Глава XXII
1892–1893
Занятия эстетикой и философией. Постановки «Млады». «Иоланта». «Дружеский обед». Утомление и нездоровье. Постановка «Снегурсчки» в Москве. И.К.Альтани. «Майская ночь» на частной сцене. Р.Леонкавалло. В.И.Сафонов. Впечатления поездки в Москву. Русские симфонические концерты. Э.А.Крушевский. Юбилей «Руслана».
Лето 1892 года[1] я провел со всем семейством безвыездно в Нежговицах. Из работы над «Псковитянкою» мне оставалось переделать увертюру и заключительный хор, что мною и было исполнено в течение трех или четырех недель пребывания в деревне[2]. Эту работу я выполнял чрезвычайно неохотно, чувствуя какую-то усталость и отвращение. Тем не менее, благодаря набитой руке, переделка увертюры была довольно удачна, а мысль прибавить в конце заключительного хора «Ольгины аккорды» нельзя не назвать счастливою. Хор я оставил по-прежнему в Es-dur, а увертюру транспонировал в c-moll, совершенно переоркестровал и изменил окончание, заменив варварские диссонансы первой редакции более порядочной музыкой. Я торопился кончать работу над «Псковитянкой» еще потому, что меня все более и более занимала мысль приняться за написание большой статьи и даже книги о русской музыке и сочинениях Бородина, Мусоргского и своих[3].

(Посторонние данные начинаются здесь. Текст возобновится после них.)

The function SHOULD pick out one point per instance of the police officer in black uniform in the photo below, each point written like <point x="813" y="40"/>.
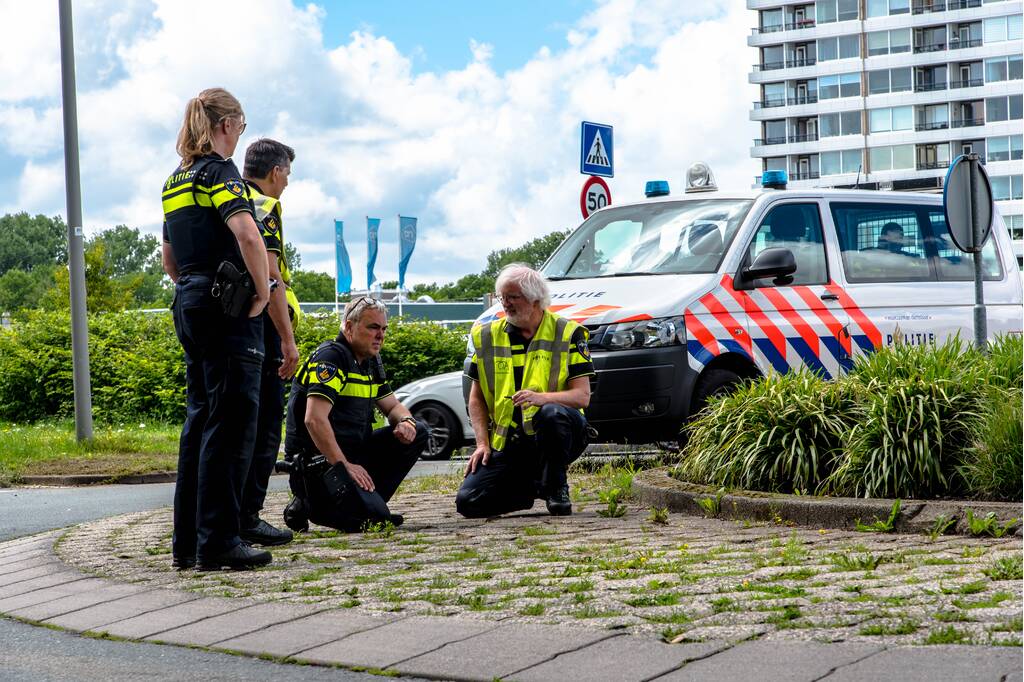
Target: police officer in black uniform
<point x="344" y="471"/>
<point x="209" y="231"/>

Как это ни странно, но мысль написать критику на самого себя неотступно преследовала меня. Я принялся. Но сочинению моему должно было предшествовать громадное введение, включающее общие эстетические положения, на которые я бы мог ссылаться. Я довольно быстро набросал таковое, но сам увидел тотчас же большие недочеты и пробелы и разорвал его. Я принялся за чтение: прочел Ганслика «О прекрасном в музыке», Амброса «Границы музыки и поэзии» и биографии великих композиторов Ла-Мары. Читая Ганслика, я злился на этого мало остроумного и чрезвычайно парадоксального писателя. Чтение это снова пробудило во мне охоту приняться за свою статью. Я начал, но она стала выходить у меня гораздо шире, чем прежде. Я стал вдаваться в общую эстетику и говорить о всех искусствах вообще. От всех искусств я должен был перейти к музыке, а от нее, в частности, к музыке новой русской школы. Работая над этим, я почувствовал, что у меня не хватает не только философского и эстетического образования, но даже знания нужнейших терминов по этой части. Я снова бросил свой труд и принялся за чтение «Истории философии» Льюиса. В промежутках между чтением я набросал небольшие статейки о Глинке и Моцарте, о дирижерах и музыкальном образовании и т. п. Все это выходило неуклюже и незрело[4]. Читая Льюиса, я делал выписки из него и из приводимых им философских учений, а также записывал и собственные мысли. Я целые дни думал об этих предметах, переворачивая так и сяк свои отрывочные мысли.
И вот, в одно прекрасное утро в конце августа или начале сентября почувствовал я крайнее утомление, сопряженное с каким-то приливом к голове и полной спутанностью мышления. Я перепугался не на шутку и даже в первый день совершенно лишился аппетита. Когда я сказал об этом жене, то она, конечно, уговорила меня бросить всякое занятие, что я и сделал, и до отъезда в Петербург, ничего не читая, гулял по целым дням, стараясь не быть один. Когда же оставался один, то неприятные, навязчивые идеи неотступно начинали лезть в голову. Я думал о религии и о покорном примирении с Балакиревым.